Today, I review, link to, and excerpt from CoreIM‘s Hemoglobin A1c and Glucose Measurements.
All that follows is from the above resource.
Posted: April 26, 2023
By: Dr. Cary Blum, Dr. Shreya P. Trivedi, Dr. Yichi Zhang and Dr. Greg Katz
Graphic: Manasi Danayak
Audio: Yichi ZhangPodcast: Play in new window | Download
Time Stamps
- 00:00 Introduction
- 00:35 Random Glucose, Fasting Glucose, Glucose Tolerance Test
- 03:03 Hemoglobin A1c
- 08:26 Fructosamine and Glycated Albumin
- 10:50 Continuous Glucose Monitoring
- 15:44 The Overlooked Issue of Insulin Resistance
- 19:11 Summary
Show Notes
- On Measuring Glycemic Control:
- Hyperglycemia defines diabetes and drives microvascular disease, therefore we need to be able to accurately measure it.
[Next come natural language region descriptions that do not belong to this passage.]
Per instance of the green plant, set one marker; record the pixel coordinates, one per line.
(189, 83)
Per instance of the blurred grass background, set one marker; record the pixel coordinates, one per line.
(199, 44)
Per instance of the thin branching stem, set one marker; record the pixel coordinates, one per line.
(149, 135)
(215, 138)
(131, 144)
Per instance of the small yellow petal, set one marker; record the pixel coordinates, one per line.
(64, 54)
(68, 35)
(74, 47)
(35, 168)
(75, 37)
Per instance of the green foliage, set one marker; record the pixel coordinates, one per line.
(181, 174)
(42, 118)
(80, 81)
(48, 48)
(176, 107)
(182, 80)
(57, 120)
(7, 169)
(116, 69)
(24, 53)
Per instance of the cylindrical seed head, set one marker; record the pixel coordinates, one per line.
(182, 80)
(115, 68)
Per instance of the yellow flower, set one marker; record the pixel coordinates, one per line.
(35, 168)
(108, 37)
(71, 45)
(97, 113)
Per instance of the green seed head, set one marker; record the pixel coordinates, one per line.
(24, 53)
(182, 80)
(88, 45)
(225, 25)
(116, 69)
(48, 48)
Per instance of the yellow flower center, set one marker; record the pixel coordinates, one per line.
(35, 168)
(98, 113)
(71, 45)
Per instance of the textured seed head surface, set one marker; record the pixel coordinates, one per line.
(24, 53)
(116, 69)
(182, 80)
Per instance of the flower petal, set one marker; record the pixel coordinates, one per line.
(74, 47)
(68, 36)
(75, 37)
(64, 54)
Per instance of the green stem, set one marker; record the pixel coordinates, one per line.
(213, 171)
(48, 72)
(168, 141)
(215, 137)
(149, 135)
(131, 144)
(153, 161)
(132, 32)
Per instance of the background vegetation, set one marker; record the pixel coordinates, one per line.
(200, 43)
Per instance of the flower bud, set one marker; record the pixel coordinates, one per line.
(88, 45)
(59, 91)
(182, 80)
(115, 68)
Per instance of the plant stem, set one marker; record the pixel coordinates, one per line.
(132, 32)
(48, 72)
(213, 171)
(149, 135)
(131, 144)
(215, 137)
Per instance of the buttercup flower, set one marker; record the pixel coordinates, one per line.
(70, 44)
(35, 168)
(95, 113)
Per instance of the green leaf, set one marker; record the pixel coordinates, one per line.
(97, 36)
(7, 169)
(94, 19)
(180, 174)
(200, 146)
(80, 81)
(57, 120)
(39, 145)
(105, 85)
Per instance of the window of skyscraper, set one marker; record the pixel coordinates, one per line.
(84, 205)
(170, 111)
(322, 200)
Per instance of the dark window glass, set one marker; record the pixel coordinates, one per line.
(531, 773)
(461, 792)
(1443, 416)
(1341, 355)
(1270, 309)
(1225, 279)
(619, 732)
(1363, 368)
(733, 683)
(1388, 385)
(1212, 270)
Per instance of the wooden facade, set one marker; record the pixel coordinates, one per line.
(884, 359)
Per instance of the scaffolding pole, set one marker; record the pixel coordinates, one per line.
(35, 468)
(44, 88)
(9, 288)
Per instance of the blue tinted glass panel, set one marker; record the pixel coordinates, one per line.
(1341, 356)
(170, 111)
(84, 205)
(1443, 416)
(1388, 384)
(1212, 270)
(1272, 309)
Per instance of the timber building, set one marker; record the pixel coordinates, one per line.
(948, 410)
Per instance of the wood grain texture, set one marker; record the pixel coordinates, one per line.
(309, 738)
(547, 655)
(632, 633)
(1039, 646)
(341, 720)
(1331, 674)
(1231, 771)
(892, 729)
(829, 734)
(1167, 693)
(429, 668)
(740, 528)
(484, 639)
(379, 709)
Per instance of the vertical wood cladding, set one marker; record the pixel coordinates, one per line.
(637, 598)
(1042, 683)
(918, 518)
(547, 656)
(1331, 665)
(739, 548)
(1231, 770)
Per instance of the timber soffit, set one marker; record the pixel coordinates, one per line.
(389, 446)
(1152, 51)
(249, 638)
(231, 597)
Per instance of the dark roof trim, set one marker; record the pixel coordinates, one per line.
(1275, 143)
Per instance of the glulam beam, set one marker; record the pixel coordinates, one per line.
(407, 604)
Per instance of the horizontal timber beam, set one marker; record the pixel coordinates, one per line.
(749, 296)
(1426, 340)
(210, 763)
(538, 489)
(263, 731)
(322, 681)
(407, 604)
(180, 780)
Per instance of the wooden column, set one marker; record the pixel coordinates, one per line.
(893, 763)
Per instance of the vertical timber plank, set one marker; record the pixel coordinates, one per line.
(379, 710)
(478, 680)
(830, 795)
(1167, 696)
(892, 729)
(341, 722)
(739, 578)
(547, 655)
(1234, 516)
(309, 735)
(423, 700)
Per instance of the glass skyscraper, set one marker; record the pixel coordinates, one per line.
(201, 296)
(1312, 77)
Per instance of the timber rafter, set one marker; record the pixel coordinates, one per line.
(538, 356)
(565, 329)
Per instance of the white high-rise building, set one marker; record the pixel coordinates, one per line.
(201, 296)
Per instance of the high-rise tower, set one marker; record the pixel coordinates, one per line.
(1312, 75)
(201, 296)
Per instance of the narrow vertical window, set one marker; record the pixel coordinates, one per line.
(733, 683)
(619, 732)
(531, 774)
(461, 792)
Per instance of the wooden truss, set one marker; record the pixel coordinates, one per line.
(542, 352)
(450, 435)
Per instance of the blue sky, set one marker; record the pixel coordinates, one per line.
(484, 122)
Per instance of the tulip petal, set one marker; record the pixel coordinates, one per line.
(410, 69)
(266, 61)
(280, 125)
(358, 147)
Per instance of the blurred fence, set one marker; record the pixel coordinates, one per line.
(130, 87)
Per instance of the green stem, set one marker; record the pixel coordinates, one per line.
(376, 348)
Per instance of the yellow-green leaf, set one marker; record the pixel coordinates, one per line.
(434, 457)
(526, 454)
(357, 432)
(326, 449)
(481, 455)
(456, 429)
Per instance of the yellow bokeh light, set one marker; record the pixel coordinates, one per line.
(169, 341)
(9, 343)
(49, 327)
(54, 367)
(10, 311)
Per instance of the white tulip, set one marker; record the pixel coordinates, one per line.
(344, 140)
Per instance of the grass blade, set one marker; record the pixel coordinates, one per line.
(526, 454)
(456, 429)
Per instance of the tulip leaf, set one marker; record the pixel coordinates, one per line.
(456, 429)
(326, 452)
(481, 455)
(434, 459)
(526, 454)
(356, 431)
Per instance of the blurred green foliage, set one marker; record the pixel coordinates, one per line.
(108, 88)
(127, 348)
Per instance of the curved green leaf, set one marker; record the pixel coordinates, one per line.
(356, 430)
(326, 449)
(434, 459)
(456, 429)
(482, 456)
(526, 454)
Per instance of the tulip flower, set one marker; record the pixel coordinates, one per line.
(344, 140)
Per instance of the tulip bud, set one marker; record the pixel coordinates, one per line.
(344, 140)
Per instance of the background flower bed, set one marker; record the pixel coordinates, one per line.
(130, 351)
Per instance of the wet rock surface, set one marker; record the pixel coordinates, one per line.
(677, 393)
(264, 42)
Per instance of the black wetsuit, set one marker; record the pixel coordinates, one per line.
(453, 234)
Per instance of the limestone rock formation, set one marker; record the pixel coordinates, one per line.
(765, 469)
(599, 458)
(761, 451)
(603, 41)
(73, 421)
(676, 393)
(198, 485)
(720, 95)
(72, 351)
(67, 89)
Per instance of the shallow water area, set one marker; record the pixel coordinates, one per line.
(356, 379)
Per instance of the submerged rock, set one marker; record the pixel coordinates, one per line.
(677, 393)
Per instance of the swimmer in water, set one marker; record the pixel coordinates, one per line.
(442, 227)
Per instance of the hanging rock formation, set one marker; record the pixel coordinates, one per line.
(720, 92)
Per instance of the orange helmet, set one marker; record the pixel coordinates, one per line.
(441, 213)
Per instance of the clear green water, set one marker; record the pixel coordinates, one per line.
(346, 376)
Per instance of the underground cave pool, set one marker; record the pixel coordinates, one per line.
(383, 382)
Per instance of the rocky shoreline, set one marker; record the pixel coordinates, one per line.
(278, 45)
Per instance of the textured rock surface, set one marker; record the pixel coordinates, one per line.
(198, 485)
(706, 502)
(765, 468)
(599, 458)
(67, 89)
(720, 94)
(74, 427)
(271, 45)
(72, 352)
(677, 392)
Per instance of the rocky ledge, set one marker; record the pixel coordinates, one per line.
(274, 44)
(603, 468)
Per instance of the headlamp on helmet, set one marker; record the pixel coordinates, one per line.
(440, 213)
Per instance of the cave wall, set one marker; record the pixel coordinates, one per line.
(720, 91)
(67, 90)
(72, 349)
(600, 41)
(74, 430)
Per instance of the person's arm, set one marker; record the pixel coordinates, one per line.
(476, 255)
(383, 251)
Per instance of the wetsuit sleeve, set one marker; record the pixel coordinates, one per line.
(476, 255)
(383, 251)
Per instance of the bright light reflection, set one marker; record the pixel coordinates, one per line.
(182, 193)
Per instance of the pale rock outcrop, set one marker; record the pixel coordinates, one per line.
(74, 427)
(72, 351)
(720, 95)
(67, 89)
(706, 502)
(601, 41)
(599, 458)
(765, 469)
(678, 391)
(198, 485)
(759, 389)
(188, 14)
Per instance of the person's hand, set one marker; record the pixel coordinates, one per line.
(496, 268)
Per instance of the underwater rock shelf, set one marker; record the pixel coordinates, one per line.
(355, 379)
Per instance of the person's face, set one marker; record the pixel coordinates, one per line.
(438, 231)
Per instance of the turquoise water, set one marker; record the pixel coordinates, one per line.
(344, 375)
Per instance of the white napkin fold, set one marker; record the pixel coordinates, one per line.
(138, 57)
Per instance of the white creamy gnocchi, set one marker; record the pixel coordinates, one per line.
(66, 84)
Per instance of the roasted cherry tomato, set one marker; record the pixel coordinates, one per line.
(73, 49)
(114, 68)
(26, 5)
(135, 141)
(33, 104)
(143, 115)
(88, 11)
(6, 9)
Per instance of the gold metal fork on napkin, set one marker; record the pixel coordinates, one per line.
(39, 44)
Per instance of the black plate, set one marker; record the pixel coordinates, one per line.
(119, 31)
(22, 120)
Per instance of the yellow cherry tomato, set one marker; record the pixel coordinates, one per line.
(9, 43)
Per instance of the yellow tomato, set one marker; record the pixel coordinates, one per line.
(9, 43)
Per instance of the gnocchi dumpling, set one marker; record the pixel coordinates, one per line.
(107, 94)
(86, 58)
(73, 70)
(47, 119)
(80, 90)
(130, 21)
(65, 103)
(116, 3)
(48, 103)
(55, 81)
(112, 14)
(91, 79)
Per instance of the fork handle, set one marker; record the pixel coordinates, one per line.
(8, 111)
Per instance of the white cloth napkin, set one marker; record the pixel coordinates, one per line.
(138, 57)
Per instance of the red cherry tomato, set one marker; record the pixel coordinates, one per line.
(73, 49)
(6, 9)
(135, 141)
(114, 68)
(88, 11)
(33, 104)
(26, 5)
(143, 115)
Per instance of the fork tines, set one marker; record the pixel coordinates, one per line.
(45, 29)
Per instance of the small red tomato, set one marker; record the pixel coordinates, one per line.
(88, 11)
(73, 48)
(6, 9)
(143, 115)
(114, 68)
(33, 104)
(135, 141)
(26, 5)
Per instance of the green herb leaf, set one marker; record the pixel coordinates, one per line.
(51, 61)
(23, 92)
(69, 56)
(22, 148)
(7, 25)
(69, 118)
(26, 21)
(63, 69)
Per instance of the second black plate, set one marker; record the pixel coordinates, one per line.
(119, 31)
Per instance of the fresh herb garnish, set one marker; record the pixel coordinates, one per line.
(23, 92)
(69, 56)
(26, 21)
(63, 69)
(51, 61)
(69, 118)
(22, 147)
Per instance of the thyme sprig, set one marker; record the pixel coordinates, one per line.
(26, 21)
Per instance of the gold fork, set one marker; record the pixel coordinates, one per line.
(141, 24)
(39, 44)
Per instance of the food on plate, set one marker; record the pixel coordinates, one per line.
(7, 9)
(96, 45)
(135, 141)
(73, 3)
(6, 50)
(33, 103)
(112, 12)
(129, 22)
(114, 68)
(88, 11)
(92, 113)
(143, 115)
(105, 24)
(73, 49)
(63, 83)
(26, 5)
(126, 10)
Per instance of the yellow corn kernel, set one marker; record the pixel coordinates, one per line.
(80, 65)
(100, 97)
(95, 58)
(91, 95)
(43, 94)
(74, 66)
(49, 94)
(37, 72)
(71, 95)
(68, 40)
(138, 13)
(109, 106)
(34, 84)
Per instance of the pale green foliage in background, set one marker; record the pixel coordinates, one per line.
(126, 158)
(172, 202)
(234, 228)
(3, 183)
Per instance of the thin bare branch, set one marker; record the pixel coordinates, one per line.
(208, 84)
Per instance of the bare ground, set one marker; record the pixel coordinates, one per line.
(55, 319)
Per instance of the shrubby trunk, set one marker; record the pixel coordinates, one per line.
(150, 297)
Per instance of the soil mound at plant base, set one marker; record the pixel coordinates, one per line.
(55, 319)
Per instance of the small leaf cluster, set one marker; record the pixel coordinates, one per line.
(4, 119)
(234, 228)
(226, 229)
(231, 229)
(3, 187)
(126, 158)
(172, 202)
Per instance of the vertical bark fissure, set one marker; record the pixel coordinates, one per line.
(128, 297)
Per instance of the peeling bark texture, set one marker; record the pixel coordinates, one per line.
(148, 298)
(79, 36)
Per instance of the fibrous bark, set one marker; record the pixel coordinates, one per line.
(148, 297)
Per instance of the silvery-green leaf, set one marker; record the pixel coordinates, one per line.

- Many current techniques used for glucose measurement are flawed:
- Random glucose: A single snapshot in time which does not account for constant fluctuations
- Fasting glucose: Fails to capture postprandial hyperglycemia.
- Glucose tolerance test: Requires a tedious and intricate procedure that is not often routinely incorporate into daily practice.
- Hemoglobin A1C:
- Hemoglobin A1C = Hemoglobin bound to glucose in a concentration-dependent fashion
- Hemoglobin A1C is influenced primarily by two variables:
- Glucose Concentration: The diabetes measure we actually WANT.
- Duration of exposure of hemoglobin to glucose: UNRELATED to diabetes but is impacted primarily by the “lifespan” of a hemoglobin molecule.
- For the average person, one molecule of hemoglobin lasts 120 days in circulation, the same lifespan as an RBC.
- Any process that impacts RBC turnover will thus alter the average lifespan of an RBC in circulation.
- Increased RBC production→ More new, unglycated RBCs in circulation → falsely LOWERS A1C
- Can happen in hemolysis, bleeding, EPO administration, or after treatment of B12- iron-deficiency anemia.
- Decreased RBC production → More old, glycated RBCs in circulation→ falsely INCREASES A1C
- Can happen in iron deficiency, B12 deficiency, and diseases characterized by bone marrow failure.
- Glycated Proteins: An Alternative to Hemoglobin A1C:
- Two assays used in clinical practice:
- Fructosamine: a heterogeneous group of glycated proteins.
- Glycated albumin: exactly as the name suggests!
- Glycosylated protein measurement, like hemoglobin A1C, suffers from the similar flaw of being influenced both by glucose levels AND by its (protein) lifespan:
- States of protein loss, i.e, proteinuria, will result in increased protein production in the liver and decreased average circulating protein age, therefore falsely LOWER fructosamine levels.
- Continuous Glucose Monitors:
- Wearable device that measures glucose concentration every few minutes and can provide detailed data, including average, fasting, and post-prandial glucose.
- Superior to any other method for glycemic control measurement but often expensive and not adequately covered by insurance.
- CGM, as compared to usual care, has been shown to improve glycemic control in patients with Type 2 Diabetes on basal insulin.
- The Often Overlooked Issue of Hyperinsulinemia:
- Glycemic control can help reduce microvascular complications (retinopathy, neuropathy, nephropathy) of diabetes.
- Meanwhile, hyperinsulinemia and insulin resistance are associated with macrovascular/cardiovascular complications, whose rates are largely unaffected by achieving glucose control alone.
- Literature also suggests that hyperinsulinemia contributes to risk for cancer and Alzheimer’s disease
- Most of the traditional assays (random glucose, fasting glucose, A1c, glycated proteins, continuous glucose monitoring) discussed in this episode ONLY measure degree of hyperglycemia.
- The glucose tolerance test does help measure insulin resistance, but only indirectly. Again, it involves a tedious procedure often not performed in routine practice.
- Treating hyperinsulinemia involves lifestyle modification and possibly new pharmacological agents such as GLP1 agonists.